Tell us again how this is a bad thing? According to a conservative think tank panel briefing held Tuesday in Washington, D.C. based on the new book Marijuana Legalization: What Everyone Needs to Know, widespread legalized pot would lead to lower prices that would trigger an increase in recreational use of marijuana.
The briefing was conducted by the American Enterprise Institute (AEI) in response to three states (Oregon, Colorado and Washington) having November ballot measures that will allow voters to approve cannabis for recreational use (all three states have long since legalized medical marijuana).
The panel put forth the argument that the prime rationale for prohibition was that the black market necessarily creates higher prices for users because of the risks involved in the manufacturing and distribution of illegal drugs for growers and dealers.
The panel further suggested Colorado could become a major distribution point for exporting marijuana (like it isn’t already?) because, if passed, their new law would permit Rocky Mountain residents to obtain a license to cultivate. That rhetoric borders on the paranoid, as if everyone who grows in Colorado is automatically going to turn into the fictional dope-dealing mastermind Walt White of Breaking Bad and start shipping pot from coast to coast.
One of the AEI panelists and co-author of the aforementioned Marijuana Legalization book, Professor Jonathan Caulkins of Carnegie Mellon, predicted that the prices for pot in New York state (some of the priciest cannabis in the nation) would drop to an astonishing one quarter of their current black-market rates – meaning a quarter-ounce of premium indoor bud could go for as little as $25 to $30.

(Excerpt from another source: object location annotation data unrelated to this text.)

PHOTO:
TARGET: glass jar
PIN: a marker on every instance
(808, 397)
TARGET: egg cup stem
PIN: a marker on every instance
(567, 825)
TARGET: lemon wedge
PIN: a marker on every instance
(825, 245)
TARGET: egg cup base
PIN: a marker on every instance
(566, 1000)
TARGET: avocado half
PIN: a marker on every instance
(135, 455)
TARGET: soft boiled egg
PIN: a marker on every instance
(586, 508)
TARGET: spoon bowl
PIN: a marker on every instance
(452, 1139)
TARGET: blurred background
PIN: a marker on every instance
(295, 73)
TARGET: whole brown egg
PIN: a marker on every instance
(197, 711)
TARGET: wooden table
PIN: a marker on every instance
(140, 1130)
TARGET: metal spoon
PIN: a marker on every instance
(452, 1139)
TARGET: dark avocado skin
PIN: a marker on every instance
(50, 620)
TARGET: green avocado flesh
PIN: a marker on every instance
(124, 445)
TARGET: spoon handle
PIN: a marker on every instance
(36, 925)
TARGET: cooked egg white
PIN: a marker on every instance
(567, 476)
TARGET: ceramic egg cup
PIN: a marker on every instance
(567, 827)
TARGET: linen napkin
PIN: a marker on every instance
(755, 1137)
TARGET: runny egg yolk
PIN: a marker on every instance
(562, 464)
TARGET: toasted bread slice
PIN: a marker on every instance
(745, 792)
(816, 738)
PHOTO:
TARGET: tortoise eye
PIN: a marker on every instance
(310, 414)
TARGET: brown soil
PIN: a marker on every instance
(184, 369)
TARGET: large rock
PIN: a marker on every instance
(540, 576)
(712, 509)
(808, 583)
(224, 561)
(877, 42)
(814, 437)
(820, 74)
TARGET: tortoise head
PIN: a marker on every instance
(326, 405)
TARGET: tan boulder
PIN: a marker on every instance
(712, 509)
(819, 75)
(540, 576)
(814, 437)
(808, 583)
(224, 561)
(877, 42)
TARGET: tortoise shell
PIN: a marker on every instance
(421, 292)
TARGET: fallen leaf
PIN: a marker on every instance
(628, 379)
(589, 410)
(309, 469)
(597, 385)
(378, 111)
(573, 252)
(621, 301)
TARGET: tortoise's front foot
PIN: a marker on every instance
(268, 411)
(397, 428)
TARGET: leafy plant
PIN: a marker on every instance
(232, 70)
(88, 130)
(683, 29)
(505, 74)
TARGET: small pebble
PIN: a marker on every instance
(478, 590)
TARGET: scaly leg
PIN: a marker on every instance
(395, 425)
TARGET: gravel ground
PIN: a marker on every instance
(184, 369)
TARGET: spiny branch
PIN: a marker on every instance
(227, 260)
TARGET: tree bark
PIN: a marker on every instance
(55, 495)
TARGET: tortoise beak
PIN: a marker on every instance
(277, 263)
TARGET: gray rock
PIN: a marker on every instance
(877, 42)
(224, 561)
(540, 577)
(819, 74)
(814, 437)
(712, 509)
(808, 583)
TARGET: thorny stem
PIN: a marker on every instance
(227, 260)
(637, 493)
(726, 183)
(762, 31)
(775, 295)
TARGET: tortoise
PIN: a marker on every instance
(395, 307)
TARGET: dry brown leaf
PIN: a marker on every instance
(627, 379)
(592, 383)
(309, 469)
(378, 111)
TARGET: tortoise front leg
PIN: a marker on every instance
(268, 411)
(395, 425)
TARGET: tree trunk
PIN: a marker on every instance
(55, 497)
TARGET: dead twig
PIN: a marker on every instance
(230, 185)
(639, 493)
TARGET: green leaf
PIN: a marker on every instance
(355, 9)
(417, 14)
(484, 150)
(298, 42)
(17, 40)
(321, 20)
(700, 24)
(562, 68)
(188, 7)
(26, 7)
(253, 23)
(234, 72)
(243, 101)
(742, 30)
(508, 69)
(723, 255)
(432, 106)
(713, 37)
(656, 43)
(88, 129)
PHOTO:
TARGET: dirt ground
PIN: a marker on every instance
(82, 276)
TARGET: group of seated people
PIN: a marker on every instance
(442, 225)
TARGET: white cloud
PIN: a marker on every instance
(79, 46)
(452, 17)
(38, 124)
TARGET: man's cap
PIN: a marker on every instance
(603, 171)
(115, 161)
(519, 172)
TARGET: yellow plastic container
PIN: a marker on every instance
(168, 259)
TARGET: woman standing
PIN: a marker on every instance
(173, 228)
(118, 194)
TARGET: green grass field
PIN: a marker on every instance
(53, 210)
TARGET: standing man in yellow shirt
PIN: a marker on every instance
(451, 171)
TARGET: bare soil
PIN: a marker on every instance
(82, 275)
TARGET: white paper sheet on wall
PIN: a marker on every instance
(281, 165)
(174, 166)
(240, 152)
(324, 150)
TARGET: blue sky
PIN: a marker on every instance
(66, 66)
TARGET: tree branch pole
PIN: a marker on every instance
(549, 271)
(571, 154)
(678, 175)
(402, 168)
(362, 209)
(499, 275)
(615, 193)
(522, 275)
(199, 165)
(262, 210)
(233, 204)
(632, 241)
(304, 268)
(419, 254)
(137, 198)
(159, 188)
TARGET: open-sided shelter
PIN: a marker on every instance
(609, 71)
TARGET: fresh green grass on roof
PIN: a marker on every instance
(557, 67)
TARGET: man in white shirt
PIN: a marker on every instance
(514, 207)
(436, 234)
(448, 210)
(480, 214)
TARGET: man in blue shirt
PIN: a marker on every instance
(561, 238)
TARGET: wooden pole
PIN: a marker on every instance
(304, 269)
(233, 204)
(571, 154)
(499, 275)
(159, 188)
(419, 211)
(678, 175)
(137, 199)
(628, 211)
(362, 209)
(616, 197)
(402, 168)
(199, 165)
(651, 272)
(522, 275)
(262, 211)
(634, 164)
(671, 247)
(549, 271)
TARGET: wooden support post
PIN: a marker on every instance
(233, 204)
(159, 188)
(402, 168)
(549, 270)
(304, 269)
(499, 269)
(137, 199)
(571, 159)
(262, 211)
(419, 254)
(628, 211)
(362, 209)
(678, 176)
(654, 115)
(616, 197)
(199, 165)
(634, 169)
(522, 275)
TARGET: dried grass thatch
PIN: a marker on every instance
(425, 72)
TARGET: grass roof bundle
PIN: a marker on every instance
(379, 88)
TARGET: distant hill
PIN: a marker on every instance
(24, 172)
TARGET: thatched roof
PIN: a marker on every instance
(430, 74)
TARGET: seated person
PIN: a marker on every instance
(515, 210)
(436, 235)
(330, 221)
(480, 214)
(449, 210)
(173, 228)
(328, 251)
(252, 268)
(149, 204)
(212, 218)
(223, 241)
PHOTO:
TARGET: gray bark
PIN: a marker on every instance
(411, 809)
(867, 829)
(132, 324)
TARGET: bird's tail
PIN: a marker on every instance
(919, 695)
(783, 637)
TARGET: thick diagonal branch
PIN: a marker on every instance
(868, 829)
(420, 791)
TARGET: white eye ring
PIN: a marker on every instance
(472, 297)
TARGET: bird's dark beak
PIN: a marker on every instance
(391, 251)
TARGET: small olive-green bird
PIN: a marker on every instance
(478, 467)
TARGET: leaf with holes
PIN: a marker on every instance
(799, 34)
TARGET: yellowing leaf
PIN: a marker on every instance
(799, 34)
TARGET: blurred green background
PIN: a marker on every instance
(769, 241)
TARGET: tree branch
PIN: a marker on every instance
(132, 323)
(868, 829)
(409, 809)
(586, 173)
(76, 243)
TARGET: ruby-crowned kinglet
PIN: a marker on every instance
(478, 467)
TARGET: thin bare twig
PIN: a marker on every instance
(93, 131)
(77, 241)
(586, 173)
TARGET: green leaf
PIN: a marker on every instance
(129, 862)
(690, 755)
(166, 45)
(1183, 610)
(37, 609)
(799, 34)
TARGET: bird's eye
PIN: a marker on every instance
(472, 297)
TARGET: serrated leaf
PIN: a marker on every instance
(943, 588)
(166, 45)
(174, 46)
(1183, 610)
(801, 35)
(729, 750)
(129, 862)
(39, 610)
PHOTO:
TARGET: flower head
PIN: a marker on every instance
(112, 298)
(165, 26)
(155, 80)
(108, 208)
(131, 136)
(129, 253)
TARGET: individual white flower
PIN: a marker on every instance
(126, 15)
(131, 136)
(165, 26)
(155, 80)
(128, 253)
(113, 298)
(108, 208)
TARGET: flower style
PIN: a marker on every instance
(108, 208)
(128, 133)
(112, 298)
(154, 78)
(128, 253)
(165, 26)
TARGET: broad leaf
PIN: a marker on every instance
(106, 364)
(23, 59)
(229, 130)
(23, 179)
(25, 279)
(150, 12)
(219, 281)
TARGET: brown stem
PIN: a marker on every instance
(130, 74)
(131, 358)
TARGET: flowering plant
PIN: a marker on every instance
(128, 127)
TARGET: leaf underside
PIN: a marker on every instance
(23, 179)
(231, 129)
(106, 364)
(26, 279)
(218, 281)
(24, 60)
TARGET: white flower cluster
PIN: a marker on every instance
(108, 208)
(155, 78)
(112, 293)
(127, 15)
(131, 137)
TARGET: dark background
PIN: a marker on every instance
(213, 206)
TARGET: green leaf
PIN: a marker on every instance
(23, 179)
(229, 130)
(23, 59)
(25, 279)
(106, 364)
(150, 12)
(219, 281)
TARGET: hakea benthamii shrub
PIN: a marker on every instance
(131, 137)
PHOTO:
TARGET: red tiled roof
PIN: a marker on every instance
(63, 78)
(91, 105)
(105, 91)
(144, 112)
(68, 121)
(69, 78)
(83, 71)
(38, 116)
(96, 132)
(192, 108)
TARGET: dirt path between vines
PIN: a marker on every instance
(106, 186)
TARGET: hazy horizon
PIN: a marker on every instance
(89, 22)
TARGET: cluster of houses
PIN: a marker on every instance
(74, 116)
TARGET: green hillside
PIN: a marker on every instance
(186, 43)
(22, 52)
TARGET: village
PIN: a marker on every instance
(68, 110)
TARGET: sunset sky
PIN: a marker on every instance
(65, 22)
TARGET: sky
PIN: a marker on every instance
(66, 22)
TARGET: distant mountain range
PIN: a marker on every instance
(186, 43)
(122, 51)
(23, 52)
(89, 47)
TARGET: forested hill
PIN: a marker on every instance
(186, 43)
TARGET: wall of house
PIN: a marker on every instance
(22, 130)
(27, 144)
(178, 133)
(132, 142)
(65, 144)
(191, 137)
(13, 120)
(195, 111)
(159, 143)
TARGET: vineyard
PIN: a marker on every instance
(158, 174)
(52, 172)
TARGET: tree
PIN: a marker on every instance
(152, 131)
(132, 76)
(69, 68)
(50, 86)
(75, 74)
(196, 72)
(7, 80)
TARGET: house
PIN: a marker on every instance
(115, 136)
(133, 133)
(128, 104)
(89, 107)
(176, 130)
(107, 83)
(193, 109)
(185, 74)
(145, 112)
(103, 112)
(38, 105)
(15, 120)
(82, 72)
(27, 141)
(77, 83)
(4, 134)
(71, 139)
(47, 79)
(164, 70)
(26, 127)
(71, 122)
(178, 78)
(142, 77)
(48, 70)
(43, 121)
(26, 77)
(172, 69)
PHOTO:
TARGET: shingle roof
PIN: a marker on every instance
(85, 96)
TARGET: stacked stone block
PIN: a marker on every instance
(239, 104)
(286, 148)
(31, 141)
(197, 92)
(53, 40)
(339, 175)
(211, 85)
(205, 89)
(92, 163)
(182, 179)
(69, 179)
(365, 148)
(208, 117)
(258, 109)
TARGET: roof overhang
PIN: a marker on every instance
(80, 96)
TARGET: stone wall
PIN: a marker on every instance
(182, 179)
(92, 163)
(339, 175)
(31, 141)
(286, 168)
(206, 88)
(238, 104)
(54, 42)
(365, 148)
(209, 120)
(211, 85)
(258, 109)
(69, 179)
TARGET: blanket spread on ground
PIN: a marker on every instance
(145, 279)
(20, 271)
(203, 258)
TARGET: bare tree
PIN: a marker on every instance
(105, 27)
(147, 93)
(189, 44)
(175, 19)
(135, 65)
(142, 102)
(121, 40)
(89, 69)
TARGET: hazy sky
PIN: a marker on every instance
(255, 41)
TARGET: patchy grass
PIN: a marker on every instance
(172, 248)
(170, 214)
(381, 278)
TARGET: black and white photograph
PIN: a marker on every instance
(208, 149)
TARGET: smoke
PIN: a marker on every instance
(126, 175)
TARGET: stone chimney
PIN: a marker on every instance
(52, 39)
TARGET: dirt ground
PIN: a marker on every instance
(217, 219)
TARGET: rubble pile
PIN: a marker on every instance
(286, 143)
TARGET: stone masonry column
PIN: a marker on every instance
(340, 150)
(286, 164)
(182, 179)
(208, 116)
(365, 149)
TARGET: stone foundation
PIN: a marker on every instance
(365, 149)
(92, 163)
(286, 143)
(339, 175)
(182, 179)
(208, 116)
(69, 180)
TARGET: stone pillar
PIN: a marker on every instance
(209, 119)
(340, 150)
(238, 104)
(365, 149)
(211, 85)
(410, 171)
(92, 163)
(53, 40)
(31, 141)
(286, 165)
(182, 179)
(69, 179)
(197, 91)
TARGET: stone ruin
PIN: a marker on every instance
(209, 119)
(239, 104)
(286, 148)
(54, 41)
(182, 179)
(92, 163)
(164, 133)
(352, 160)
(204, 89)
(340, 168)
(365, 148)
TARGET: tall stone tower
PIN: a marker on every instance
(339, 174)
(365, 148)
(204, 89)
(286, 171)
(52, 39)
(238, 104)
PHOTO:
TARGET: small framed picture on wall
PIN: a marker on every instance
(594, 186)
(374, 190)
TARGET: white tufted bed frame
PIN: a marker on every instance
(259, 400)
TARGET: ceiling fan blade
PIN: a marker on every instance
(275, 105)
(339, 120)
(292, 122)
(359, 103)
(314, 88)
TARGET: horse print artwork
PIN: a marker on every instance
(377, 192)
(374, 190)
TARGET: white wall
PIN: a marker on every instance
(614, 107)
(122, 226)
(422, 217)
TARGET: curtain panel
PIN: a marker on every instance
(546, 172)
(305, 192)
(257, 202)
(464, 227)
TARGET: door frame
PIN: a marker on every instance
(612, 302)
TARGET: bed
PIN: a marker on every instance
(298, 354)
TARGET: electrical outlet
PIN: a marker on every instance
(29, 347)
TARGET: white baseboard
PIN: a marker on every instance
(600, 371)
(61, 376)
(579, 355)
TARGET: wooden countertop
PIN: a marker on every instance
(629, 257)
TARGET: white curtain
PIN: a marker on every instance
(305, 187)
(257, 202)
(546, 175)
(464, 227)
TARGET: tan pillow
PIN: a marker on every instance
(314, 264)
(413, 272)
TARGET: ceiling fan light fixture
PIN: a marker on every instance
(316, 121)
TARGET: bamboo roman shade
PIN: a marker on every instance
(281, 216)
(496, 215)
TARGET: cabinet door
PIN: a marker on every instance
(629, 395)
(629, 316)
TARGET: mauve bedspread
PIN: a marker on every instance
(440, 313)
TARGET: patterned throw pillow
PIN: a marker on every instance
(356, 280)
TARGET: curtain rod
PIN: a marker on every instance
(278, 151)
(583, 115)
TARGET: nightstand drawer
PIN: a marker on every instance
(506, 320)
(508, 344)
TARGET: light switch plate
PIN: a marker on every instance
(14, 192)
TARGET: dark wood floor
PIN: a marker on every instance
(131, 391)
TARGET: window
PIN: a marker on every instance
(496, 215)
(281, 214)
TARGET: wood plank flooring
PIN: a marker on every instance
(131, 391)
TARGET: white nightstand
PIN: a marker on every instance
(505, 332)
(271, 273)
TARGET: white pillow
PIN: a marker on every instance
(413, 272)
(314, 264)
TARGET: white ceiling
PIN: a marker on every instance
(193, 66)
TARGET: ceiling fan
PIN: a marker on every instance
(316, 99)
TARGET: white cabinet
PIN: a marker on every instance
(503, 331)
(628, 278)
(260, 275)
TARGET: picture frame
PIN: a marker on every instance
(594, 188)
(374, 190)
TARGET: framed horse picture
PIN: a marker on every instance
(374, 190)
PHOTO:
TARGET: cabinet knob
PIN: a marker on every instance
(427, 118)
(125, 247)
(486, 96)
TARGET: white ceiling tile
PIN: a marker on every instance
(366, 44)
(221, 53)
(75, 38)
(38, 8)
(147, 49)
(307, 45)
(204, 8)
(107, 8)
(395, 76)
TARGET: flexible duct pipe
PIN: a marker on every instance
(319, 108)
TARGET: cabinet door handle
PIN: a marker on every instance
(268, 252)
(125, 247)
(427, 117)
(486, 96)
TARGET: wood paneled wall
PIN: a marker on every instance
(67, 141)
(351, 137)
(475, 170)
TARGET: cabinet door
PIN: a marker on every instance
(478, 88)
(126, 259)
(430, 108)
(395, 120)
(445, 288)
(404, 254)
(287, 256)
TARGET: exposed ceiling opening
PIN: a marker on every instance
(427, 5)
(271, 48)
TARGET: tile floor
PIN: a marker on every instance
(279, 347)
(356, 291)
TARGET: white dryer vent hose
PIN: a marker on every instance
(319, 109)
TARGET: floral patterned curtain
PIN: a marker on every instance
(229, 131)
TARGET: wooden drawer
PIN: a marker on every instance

Another Marijuana Legalization co-author, UCLA Professor Mark Kleiman, advocates that the feds pressure states after they've legalized pot to impose strict regulations in order to curb interstate exporting – and we've all seen how well federal intervention with state legal medical marijuana laws has worked out.
And potentially running contrary to the AEI panel’s projections, states with legal medical pot have actually shown a decrease in recreational usage among young people, so the panel's concerns that usage will drastically increase may be unfounded.
Not that we’re suggesting anything is wrong with more widespread acceptance and use of marijuana for all purposes, but it’s critical to keep legalization efforts in their proper context and not give in to questionable speculation that potentially leans towards a negative depiction of cannabis.
Bottom line, marijuana legalization would not only be a good thing – it’s the right thing to do after 75 years of prohibition insanity.